# Home Brewers check this out



## mxsteve625 (Apr 15, 2011)

[ame]http://www.youtube.com/watch?v=ihsXbK-L6lg&feature=related[/ame]


----------



## wvbrewer (Apr 16, 2011)

That was was awsome, and you know he was right about most of it. When you drink homebrew compared to the Miller Light and PBR that I grew up with there are worlds of diffence.

Dave


----------



## Tom (Apr 16, 2011)

Yes he puts out a few "animated" videos. Since they are in NJ I am familiar with them and have tasted their beer.


----------



## bob1 (Apr 17, 2011)

Very nice and very funny character. i have not been to a bar in years and the wife took me to little bar for b day very nice of her but it is hard to find beer at the bar now days after homebrewing.

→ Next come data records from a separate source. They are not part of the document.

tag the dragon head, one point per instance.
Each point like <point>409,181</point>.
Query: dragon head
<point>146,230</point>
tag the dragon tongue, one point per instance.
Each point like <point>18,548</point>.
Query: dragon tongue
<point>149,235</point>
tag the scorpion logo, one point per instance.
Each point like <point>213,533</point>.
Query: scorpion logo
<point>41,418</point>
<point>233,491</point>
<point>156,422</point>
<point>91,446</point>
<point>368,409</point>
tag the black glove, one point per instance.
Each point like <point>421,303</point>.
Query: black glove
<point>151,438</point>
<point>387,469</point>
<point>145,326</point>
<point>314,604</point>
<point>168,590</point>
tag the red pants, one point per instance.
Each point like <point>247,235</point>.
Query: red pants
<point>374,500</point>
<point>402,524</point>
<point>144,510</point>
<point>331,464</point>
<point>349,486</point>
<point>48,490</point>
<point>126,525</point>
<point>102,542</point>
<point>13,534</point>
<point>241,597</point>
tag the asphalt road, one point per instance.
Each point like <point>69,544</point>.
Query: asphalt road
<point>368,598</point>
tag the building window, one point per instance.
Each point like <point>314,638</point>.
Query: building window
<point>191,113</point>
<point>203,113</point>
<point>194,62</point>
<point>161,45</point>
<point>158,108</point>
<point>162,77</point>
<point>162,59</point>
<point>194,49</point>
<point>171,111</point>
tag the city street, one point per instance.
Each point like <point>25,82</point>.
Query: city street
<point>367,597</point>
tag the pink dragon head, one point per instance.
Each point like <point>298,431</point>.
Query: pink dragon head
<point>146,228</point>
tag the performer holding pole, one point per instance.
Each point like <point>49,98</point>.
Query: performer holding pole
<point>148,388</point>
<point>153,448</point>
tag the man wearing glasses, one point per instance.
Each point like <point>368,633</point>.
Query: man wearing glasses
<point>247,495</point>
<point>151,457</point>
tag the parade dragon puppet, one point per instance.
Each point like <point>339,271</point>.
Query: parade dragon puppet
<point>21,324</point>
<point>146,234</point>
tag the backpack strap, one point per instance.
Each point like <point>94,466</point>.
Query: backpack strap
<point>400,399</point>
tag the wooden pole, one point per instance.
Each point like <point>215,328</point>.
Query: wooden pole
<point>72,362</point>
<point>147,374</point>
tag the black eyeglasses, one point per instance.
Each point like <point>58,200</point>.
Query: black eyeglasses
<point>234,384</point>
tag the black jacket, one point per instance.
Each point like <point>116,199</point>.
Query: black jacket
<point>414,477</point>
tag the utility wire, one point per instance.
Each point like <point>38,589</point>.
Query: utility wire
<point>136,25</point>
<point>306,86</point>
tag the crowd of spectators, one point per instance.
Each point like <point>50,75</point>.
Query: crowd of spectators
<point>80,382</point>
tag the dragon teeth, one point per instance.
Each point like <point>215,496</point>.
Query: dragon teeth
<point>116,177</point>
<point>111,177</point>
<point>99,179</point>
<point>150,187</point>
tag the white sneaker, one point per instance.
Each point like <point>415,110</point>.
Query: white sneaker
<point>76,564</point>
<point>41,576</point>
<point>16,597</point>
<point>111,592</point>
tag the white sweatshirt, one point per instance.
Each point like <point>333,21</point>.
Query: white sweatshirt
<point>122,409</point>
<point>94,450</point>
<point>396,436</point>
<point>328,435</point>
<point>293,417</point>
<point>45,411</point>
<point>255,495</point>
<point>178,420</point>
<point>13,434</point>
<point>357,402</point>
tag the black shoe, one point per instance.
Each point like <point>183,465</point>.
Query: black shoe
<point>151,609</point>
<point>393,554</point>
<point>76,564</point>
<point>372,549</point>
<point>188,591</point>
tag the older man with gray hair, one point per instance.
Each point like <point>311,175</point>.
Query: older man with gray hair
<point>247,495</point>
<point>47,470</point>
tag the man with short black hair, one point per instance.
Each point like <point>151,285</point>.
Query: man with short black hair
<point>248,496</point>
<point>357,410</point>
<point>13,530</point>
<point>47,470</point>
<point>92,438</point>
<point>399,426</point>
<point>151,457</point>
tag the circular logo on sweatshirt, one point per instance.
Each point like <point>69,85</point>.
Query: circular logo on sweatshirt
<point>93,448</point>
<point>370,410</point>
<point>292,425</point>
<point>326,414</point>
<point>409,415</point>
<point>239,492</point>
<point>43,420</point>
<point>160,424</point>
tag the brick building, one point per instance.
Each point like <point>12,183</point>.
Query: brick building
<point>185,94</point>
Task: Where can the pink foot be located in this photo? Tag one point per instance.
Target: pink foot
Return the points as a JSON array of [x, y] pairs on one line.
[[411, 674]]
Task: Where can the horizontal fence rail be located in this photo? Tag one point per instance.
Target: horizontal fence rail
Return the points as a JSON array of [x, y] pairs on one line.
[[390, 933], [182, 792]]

Not to say I have not messed up my share also but there is no more bud in the future. But i do like corn beer but it takes to long time to sparge. It is worth the wait though home done not the same as bush beer it is def, better.


----------



## xanxer82 (Apr 18, 2011)

very animated character. I can definitely agree with him that the "big 3" make a watered down product that's inferior to a traditional brew.


----------



## Beer2Wine (May 27, 2011)

that Menendez brothers comment was one of the funniest things Ive heard in a long time! hahaha!


----------



## MrTaylor (May 27, 2011)

I think Baptist ministry was his calling, not brewing. ::


----------